Utopian Turtletop. Monsieur Croche's Bête Noire. Contact: turtletop [at] hotmail [dot] com

Tuesday, April 19, 2005

It’s all I have to bring today -
This, and my heart beside -
This, and my heart, and all the fields -
And all the meadows wide -
Be sure you count - should I forget
Some one the sum could tell -
This, and my heart, and all the Bees
Which in the Clover dwell.

-- Emily Dickinson

In honor of National Poetry Month I’ve been posting poems for which I’ve written music. I’d loved Dickinson for years and years and always wanted to set something of hers. 2 friends were getting hitched and they asked me to sing something during the ceremony -- a rather awesome honor. What did they want me to sing? Anything I wanted, was the answer. Oh!

I thought of this poem and came up with a tune, mostly in the Mixolydian mode over a pulsing drone on the A string of the guitar, with one a-modal chord change near the end. I’m glad my friends liked it. My spouse said it’s one of the prettiest songs I ever wrote. It’s going to be on my band’s album, which, I swear by the breath in my body, I’ll finish before too long.

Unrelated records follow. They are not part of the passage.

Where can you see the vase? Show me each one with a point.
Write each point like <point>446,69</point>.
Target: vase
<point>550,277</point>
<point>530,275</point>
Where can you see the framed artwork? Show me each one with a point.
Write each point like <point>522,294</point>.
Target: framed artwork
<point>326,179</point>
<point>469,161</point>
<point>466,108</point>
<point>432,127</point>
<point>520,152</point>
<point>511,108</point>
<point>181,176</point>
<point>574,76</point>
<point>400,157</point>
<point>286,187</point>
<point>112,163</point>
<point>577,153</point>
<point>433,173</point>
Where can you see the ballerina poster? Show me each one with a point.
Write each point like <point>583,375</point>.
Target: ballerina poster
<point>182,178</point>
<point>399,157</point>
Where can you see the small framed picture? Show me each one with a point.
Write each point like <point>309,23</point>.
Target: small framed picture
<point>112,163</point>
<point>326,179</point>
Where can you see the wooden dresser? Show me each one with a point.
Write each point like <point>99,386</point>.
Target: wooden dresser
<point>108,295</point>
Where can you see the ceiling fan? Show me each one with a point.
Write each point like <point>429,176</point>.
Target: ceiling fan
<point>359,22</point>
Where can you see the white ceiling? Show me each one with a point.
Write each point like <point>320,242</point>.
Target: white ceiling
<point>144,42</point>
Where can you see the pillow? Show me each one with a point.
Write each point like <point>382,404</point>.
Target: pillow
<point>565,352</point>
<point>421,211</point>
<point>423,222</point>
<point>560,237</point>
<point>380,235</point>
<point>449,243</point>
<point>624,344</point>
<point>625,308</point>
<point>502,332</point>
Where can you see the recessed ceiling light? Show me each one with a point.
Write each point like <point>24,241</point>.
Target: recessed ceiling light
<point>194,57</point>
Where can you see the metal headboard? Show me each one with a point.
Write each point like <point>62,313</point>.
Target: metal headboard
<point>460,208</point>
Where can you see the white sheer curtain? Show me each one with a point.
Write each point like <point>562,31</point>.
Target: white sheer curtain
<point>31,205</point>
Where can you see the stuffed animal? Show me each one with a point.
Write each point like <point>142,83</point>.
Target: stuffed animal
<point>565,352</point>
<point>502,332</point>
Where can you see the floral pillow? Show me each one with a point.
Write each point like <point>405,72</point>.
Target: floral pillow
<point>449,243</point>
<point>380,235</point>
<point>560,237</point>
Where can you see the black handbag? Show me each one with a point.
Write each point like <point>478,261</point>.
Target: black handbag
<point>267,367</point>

An early poem -- it's #26 of 1,775 in Thomas H. Johnson's authoritatively speculative chronolgical edition -- most editors leave it out of "selected" editions of her work. The later, knottier, often painful stuff socks it to me too, but I love this, and even in its relative simplicity, the antecedent to the opening word -- "It's" -- is mysterious and wonderful. What is the It? The poem itself is It, my friend Michael Barrish suggested. A likely candidate, but not definitive. I'm happy to leave It open.